I accept that it 'is a matter of two levels in the same being, which disrupts and tears it apart.' It makes more sense.

John,

Spinoza's Conatus Principle reads

IIIP6: Each thing, as far as it can by its own power, strives to persevere in being.
The meaning is far from clear. Presumably it means that each mode, to the extent of its power, so acts as to resist the destruction or diminution of its being.

He then moves to essence:

IIIP7: The striving by which each thing strives to persevere in its being is nothing but the actual essence of the thing.
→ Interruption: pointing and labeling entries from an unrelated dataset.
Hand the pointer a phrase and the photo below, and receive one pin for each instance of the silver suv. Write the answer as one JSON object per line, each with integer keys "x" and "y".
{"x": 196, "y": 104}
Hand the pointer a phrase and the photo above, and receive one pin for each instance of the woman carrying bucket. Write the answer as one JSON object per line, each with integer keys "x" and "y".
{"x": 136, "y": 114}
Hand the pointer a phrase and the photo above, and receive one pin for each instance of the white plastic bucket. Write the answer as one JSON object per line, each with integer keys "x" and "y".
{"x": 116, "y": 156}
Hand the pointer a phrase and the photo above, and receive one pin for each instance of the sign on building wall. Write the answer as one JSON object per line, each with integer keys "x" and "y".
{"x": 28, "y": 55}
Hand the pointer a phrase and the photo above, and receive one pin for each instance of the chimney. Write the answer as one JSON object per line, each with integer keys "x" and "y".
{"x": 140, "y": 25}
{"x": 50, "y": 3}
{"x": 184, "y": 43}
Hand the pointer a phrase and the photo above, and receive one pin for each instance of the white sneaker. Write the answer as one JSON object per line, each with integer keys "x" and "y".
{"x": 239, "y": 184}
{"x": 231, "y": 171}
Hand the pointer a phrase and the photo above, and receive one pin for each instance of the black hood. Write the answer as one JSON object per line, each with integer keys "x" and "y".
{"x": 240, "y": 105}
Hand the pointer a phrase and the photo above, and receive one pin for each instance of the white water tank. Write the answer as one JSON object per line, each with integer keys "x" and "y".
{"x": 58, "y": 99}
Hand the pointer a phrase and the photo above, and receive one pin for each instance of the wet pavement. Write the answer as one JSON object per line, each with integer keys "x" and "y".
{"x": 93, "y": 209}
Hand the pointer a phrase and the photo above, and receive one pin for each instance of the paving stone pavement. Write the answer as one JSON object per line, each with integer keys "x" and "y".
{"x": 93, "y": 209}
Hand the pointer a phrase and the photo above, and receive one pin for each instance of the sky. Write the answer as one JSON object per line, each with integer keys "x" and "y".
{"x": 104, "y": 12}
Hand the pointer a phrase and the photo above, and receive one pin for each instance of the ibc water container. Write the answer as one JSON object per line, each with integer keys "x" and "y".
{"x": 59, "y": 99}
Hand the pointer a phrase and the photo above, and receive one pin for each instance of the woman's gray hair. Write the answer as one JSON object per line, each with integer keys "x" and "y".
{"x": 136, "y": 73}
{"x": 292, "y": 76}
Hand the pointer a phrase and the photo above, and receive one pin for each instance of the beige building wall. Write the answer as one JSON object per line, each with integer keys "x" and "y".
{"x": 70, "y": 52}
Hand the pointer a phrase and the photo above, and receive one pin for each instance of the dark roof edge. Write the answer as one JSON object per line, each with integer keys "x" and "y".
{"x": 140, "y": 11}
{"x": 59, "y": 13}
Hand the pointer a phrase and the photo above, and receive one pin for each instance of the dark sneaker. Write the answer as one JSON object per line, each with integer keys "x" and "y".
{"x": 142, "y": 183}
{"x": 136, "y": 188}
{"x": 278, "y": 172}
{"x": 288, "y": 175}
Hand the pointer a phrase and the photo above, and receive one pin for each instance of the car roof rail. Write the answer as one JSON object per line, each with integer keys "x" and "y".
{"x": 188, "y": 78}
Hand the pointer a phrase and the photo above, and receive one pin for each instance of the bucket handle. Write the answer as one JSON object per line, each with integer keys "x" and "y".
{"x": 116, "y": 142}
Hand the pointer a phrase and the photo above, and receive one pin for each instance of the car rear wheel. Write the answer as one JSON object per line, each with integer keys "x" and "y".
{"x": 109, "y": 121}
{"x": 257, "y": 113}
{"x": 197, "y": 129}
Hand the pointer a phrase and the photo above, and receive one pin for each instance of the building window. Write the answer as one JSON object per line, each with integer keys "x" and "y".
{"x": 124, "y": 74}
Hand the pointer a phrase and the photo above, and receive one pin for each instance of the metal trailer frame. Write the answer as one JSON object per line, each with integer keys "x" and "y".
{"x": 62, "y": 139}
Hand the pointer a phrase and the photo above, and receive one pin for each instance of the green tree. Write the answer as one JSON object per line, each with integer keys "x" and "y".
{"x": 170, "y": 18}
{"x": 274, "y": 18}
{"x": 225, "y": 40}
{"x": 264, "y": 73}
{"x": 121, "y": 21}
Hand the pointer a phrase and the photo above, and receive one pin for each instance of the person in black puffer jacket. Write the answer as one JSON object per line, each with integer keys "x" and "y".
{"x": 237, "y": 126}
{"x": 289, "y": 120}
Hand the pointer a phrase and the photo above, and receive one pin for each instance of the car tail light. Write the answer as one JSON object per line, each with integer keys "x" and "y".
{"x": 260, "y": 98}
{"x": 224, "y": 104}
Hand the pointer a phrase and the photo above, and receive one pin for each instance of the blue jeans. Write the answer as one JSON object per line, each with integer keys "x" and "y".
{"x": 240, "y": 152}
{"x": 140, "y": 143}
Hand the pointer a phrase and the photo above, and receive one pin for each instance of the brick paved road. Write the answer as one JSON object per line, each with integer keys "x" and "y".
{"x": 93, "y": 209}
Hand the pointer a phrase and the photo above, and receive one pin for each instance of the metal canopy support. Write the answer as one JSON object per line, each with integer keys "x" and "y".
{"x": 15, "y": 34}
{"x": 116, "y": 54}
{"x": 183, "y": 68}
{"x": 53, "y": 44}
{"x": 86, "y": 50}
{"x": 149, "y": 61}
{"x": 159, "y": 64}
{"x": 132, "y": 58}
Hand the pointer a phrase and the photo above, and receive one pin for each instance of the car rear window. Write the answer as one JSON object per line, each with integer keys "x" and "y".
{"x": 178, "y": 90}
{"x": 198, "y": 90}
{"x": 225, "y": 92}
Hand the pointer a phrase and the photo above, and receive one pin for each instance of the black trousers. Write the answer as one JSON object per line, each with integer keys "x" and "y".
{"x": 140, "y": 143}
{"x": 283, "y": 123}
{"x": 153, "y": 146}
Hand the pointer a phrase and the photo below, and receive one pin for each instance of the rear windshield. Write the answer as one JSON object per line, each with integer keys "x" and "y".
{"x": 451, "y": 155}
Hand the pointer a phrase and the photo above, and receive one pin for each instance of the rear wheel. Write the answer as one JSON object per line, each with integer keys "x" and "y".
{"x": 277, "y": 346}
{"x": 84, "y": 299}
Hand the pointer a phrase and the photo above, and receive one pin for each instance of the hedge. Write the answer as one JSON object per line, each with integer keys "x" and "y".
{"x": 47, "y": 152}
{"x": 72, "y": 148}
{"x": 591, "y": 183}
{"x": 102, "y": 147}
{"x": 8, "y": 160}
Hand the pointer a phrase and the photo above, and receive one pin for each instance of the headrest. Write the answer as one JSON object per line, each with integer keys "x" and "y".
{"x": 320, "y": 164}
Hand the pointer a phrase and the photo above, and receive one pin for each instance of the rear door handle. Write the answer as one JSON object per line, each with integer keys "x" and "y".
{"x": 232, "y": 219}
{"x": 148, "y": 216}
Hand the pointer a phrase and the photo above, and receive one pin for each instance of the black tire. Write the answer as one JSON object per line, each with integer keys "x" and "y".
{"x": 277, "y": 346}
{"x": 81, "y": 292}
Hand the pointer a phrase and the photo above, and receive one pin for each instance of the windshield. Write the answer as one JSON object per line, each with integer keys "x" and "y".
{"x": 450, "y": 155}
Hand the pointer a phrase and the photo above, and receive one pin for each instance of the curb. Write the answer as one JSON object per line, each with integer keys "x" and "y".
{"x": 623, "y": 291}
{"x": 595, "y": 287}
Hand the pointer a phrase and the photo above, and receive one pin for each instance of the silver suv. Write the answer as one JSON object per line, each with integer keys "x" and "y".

Is essence here meant in the Aristotlean sense? Those characteristics that make a thing what it is and not another thing?


Gary:

My knowledge of Spinoza is not deep and is rusty, but I was pointing to the very ambiguity of the notion of "conatus" that you said is unclear. I also dimly recall that his use of "essence" was odd, "non-standard", in accordance with his single substance/infinite attributes/modes schema. It was Leibniz who, partly against Spinoza, tried to restore the Aristotelian sense of "substance", in a way reconcilable with the mechanistic movement, resulting in his monadology, with its phenomenon/noumenon split. 17th century metaphysics, which we complacently tend to regard as the forecourt of modern "Enlightened" thinking, is really much weirder than we'd like to think, especially with respect to the intrication of "God" with causality. But I'd guess, if you'd do the moving cartoon flip though the "Ethics", there'd be a definition and scholium on "essence" somewhere.

BTW, what happened with my last comment on Levinas, starting with the comparison to Sartre? Too opaque, verbose, disjointed?

Dimmest memory now suggests that the Spinozan notion of "essence" might have to do with cross-attribute correlation, though I don't recall how the "modes", which would correspond to particular "things", would fit in with that.

John,
re

BTW, what happened with my last comment on Levinas, starting with the comparison to Sartre? Too opaque, verbose, disjointed?

I don't censor.

It's probably buried in the deluge of comment spam I've had over the last week. It has been very heavy.I'll go back and have a look.

I found some unpublished comments of yours sitting in the junk folder. I've published them.